Christ summoned his adviser, Paul Bierman, and an undergraduate assistant in the lab. They all began jumping up and down, laughing and shouting, while a high school tour group looked on in bemusement.
“This is the most exciting day of my scientific life and you’re here for it,” Christ recalls telling the teenagers.
The fossils were passed along to plant experts for further analysis, and Christ set about trying to determine when they might have grown. He used a technique called cosmogenic nuclide dating, which estimates the amount of time rocks have been buried by analyzing particles created when materials are exposed to radiation from space.
Early analysis suggests that the plants are no older than a million years, which suggests they must have grown during the epoch of repeated ice ages known as the Pleistocene. During that time, greenhouse gas concentrations in the atmosphere were far lower than current levels, and the Earth was rarely as hot as it is now.
“If we had found a much older age, it would have been impressive, but it might not have been as scary,” Christ said. “Because what we found means the ice sheet melted away and raised sea level within a climate system kind of like ours. That, as a climate scientist, has more gravity.”
Further study is needed to narrow the time frame during which this melting might have occurred, Christ said. It likely happened during a period of relative warmth known as an “interglacial.” The ice sheet would have dwindled slowly, like an ice cube moved from the freezer to the fridge.
The current melting in Greenland is more akin to an ice cube moved from the freezer to an oven. And humans keep turning the oven temperature up.
The entire Greenland ice sheet is unlikely to collapse in the immediate future.
“But if we warm up the ice sheet more than 1.5 degrees Celsius” - a number United Nations scientists have identified as the threshold for catastrophic climate change - “the risk of complete removal gets higher and higher,” said Isabella Velicogna, an ice expert at the University of California, Irvine who was not involved in the new study.
The fact that this has happened due to natural causes in the past is not a reassurance, she added. Geologic records show the toll of past climatic changes on animal and ecosystems, and offer a warning about what humanity could face.
Unless the world drastically reduces its greenhouse gas emissions, scientists project Greenland could lose as much as 35,900 billion tons of ice over the rest of the century. The subsequent sea level rise could exceed three feet, dramatically worsening hurricanes and floods.

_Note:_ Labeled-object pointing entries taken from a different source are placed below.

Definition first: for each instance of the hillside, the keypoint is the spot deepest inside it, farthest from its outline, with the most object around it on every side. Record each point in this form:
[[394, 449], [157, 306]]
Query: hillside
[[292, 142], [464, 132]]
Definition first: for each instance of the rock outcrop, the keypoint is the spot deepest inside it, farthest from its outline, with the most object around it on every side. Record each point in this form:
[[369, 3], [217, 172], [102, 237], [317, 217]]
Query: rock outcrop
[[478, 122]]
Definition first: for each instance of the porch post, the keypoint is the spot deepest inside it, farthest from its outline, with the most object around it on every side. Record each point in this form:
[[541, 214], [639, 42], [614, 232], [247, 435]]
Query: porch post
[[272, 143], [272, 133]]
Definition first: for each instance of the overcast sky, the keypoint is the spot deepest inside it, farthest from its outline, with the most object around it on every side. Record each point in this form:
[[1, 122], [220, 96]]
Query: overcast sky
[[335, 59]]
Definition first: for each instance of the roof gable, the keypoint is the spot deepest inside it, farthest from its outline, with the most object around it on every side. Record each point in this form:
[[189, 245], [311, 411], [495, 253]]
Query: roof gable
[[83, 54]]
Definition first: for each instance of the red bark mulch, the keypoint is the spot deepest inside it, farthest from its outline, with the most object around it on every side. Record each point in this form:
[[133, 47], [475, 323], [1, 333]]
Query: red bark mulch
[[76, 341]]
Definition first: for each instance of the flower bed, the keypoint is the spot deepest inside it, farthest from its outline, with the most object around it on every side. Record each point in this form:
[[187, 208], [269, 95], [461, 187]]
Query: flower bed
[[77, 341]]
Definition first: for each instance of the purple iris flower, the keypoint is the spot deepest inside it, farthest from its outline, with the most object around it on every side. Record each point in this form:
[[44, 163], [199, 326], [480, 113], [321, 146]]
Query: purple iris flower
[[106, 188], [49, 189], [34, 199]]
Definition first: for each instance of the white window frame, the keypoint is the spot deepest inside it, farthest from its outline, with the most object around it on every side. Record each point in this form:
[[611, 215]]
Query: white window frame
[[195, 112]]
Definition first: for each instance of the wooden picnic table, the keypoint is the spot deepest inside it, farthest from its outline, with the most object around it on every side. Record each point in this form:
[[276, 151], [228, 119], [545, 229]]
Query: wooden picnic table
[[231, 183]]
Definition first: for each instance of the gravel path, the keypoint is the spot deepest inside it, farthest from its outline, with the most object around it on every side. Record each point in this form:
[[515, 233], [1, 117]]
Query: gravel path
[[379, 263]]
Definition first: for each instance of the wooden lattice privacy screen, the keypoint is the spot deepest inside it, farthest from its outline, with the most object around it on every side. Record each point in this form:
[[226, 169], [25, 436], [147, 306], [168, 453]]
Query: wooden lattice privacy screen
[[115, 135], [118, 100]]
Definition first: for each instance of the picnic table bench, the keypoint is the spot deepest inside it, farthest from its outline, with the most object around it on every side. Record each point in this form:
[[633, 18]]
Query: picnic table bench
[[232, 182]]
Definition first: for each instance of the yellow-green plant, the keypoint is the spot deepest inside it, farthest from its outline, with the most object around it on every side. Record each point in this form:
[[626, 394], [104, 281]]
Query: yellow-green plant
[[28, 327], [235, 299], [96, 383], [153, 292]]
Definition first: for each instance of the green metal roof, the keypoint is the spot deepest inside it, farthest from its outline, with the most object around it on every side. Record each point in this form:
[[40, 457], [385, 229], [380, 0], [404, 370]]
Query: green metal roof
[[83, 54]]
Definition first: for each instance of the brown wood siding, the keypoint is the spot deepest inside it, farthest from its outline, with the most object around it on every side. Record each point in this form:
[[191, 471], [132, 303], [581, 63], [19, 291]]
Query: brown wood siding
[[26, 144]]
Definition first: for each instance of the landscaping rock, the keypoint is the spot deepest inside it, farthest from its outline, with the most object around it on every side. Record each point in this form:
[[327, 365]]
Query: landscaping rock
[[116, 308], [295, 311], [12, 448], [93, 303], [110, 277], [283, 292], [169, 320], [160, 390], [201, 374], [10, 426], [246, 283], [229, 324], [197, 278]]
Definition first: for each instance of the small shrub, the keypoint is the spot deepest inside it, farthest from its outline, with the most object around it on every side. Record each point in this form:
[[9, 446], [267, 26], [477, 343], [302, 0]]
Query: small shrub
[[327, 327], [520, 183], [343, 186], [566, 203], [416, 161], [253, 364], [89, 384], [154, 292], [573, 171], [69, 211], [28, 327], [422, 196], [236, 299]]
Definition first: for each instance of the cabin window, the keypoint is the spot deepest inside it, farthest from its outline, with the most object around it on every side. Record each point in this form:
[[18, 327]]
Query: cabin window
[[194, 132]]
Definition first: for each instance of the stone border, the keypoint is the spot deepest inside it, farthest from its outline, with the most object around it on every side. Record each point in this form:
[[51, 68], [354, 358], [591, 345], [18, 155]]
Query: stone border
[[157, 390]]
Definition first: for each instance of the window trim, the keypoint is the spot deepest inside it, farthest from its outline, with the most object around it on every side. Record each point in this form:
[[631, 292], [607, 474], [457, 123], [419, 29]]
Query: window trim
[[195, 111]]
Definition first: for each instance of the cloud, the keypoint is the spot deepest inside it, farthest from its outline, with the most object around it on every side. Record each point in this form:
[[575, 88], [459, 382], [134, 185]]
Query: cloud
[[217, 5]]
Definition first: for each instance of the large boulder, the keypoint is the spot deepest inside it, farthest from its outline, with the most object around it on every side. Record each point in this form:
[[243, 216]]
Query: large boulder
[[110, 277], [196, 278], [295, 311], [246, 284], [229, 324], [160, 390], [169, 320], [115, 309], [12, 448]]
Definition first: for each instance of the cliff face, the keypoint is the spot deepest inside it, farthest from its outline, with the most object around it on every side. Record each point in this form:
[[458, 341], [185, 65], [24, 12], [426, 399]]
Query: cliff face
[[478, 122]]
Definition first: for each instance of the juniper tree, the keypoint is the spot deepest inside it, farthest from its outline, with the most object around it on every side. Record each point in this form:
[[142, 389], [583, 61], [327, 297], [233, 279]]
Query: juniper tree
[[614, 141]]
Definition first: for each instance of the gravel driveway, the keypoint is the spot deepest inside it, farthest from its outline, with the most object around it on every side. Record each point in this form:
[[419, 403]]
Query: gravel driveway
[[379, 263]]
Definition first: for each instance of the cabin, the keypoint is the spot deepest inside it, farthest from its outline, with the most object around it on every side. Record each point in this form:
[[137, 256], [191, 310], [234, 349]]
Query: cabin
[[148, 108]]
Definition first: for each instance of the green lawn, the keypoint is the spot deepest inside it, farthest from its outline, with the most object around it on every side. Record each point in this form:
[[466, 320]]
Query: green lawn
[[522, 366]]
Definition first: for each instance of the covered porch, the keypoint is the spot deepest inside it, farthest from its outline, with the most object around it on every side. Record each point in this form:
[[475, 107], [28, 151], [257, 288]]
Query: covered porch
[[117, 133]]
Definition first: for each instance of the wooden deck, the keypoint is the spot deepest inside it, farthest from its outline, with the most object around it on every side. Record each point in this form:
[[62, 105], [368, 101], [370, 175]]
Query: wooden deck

Christ tried to imagine what must have been going through the minds of the men who obtained these samples back in the 1960s. The notion of human-caused warming barely existed. People were much more concerned about the looming threat of nuclear war.
And yet, “even by that point in time in history, we had already pushed Earth’s climate system into unknown territory,” Christ said.
The findings offer a kind of poetic justice, he continued: More than 60 years ago, Americans went to Greenland believing they could conquer the ice. But they came away with a harsh lesson in humanity’s fragility.